The issuance of retail CBDCs will help central banks achieve greater effectiveness with monetary policy changes as they can more directly incentivise consumer behaviour.

This will also increase the adoption of cashless transactions and payment services.

However, the direct line between consumers and central banks can also be a double-edged sword. Central banks will need to set up new frameworks and measures to manage the risks that come with holding customers' deposits in the form of CBDC, such as anti-money laundering and counter-terrorism financing. This is in addition to the role that central banks already play as regulators, and as they continue to manage monetary policy and tax regimes.

• Financial institutions and the broader economy

Wholesale CBDCs can be a boon for financial institutions that may face liquidity concerns, settlement risks, and the pressure of meeting cut-off times when it comes to high-value transactions.

If commercial banks can hold CBDC accounts in various currencies to facilitate payments, the process of carrying out cross-border payments may be simplified and expedited. In April, the MAS and BIS Innovation Hub shared a preview of Project Dunbar, which will develop new multiple CBDC models aimed at improving the interoperability, connectivity, speed, cost and transparency of cross-border payments.

However, a widely accessible CBDC may not be beneficial to all jurisdictions. For developed markets, where there is an established financial ecosystem with efficient retail payment rails, the costs of replacing the system may outweigh the potential benefits of CBDC.

A mass conversion into CBDCs could drain conventional deposits and lead to a disruption of existing commercial bank deposit funding.

There is no one-size-fits-all model for CBDCs. Central banks will need to evaluate the best fit based on their policy objectives, the country's regulatory framework as well as the sophistication of its financial infrastructure.

Policymakers will need to consider possible implications relating to interest rates, impact on financial markets as well as the possible risks that may be passed on to the central bank, such as money laundering.

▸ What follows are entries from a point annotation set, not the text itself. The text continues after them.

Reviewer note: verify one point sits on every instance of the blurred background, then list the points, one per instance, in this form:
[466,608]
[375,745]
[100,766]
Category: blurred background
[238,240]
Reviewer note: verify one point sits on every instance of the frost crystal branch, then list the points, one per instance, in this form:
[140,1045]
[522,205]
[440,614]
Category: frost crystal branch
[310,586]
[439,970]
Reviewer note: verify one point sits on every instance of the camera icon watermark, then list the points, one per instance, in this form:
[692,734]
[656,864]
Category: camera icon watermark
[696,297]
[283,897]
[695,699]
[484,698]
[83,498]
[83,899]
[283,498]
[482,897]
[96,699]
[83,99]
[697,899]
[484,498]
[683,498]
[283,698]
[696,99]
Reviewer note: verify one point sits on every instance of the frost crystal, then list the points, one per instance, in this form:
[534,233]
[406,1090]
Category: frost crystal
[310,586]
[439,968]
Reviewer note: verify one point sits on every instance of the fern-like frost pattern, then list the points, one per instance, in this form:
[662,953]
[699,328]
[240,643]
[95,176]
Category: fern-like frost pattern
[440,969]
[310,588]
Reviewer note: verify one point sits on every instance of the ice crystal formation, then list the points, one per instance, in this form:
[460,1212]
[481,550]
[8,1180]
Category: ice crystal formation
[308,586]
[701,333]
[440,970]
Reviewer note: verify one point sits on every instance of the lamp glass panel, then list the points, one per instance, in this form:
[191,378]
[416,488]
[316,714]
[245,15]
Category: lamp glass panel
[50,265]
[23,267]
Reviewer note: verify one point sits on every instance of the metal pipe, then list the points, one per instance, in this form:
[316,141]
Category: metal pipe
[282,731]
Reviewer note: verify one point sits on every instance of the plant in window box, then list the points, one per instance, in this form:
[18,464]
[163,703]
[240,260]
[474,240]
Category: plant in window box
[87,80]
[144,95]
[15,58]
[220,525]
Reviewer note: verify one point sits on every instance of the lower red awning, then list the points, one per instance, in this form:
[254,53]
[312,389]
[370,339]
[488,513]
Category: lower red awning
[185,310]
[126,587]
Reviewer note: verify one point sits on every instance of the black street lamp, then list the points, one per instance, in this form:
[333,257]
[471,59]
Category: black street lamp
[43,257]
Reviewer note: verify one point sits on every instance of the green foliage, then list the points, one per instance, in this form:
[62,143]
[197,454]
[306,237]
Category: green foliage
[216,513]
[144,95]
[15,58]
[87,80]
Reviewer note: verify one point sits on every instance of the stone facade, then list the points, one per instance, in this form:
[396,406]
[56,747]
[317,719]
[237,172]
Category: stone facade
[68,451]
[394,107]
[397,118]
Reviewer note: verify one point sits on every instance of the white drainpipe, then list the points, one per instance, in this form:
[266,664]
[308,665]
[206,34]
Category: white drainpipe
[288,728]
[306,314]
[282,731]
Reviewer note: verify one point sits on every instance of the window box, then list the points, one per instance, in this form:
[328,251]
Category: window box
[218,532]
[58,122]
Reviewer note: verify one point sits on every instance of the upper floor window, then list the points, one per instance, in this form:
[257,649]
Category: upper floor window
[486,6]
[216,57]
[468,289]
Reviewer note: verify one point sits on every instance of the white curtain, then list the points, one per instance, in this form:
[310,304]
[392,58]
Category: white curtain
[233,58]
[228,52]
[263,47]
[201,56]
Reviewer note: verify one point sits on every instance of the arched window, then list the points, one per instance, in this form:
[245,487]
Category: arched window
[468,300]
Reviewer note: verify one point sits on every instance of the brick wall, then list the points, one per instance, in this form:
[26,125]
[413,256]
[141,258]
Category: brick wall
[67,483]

CBDCs hold the promise of a more inclusive, faster and accessible world of finance, although much more foundational work has to be in place before its full potential can be realised.

To do so, there will need to be close collaboration between various private and public stakeholders and a receptive public.

One thing is for sure - the concerted exploration by central banks to develop CBDCs is a step in the right direction to keep pace with changing consumption behaviour and the way companies do business in the digital age.